BOOK EIGHT
Whether brute animals know friendship or enmity.
How the types of animal vary," etc. In this eighth book the Philosopher makes a determination regarding friendship or enmity among animals. This is why it is asked whether friendship and enmity are present in brute beasts.
1. It seems not. Those passions that surpass the sensible powers and operations are only present in those animals possessing a power that rises above sensation. But friendship and enmity surpass the sensible operations, and they are therefore not present in beasts.
2. Besides, friendship and enmity are not present in those whose operations are directed toward a single thing, because these exist with respect to multiple things.[1] But the operations of brute beasts are directed toward a single thing, because they lack reason, which is capable of opposites; for this reason, etc.
The Philosopher says the opposite.
It should be said that friendship and enmity are found in brute animals. The reason for this is that friendship consists in the perception of what is agreeable and enmity in the perception of what is harmful. But these are found in brute animals, and therefore, etc. For birds perceive that a seed is agreeable to them, and a sheep or lamb perceives that a wolf is harmful to it but that a human or a shepherd is a friend.
1. On to the arguments. To the first argument one should respond that the sensitive power is doubleinternal and external. Sight, hearing, and the like are external; common sense and the imaginative, estimative, and recollective senses are internal. Thus, although friendship and enmity are not perceived by means of the external senses, nevertheless they are perceived by means of the estimative sense, because the estimative sense is properly perceptive of intentions undivided [from the percept], which do not fall under the purview of sense or which do not move sense per se.
2. To the second argument one must respond that although the power of brute beasts does not relate to contraries as contraries, as does reason or the will, nevertheless the power of brute animals does relate to diverse options: to one through choosing something, to another through avoidance of it.
Whether friendship and enmity are present in all brute animals.
Next one asks whether these are present in all brute animals.
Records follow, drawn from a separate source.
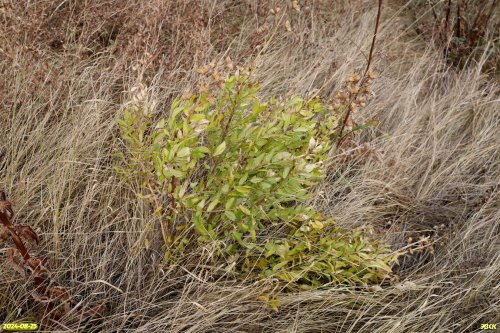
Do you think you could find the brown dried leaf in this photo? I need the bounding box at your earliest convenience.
[26,257,48,278]
[49,287,71,314]
[0,198,14,220]
[83,303,107,318]
[0,225,10,242]
[31,290,52,303]
[15,224,40,245]
[6,247,27,278]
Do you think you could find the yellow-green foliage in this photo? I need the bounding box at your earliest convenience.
[119,70,394,288]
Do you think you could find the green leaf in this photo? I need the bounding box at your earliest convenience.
[213,141,226,156]
[207,198,219,213]
[224,210,236,221]
[225,197,235,209]
[177,147,191,158]
[238,205,252,216]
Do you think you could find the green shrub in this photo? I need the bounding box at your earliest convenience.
[115,73,395,288]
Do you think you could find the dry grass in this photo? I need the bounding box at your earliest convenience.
[0,0,500,332]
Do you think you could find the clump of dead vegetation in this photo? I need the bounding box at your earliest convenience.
[0,0,500,332]
[0,191,105,327]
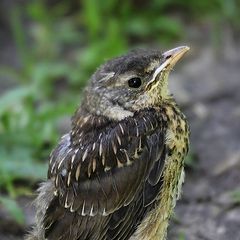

1. It seems not. Friendship and enmity are not found among those in which the estimative sense is absent. But many brute beasts lack the estimative sense. For the first book of the Metaphysics says that the life of animals is ruled by sensation alone and a human's life is ruled by art and reason. Therefore, etc.
2. Besides, those possessing friendship and enmity perceive objects from a distance. But many animals, such as the immobile ones, lack sight, hearing, and smell; therefore, etc.
On the contrary: Every animal takes delight in that which is agreeable and is saddened by that which is harmful. But where there are grief, joy, and sadness there are also friendship and enmity. Therefore, etc.
It must be said that a certain natural agreement exists, and this is found among inanimate things, for example, between one fire and another, and one rock and another. Another agreement follows upon sensation, or is perceived through sense. Friendship consists in this type of agreement. Thus, even though one rock "agrees" with another, the rock does not, however, perceive that agreement. But there is no animal that does not perceive that which is agreeable to it and equally that which is harmful to it, because even immobile animals expand and flow out over agreeable things, but if they are touched by something harmful they contract, and thus, with natural instinct they are adjudging the former things as friendly and the latter things as hostile, etc.
- [1] The translation preferred reflects the ambiguity of the original Latin.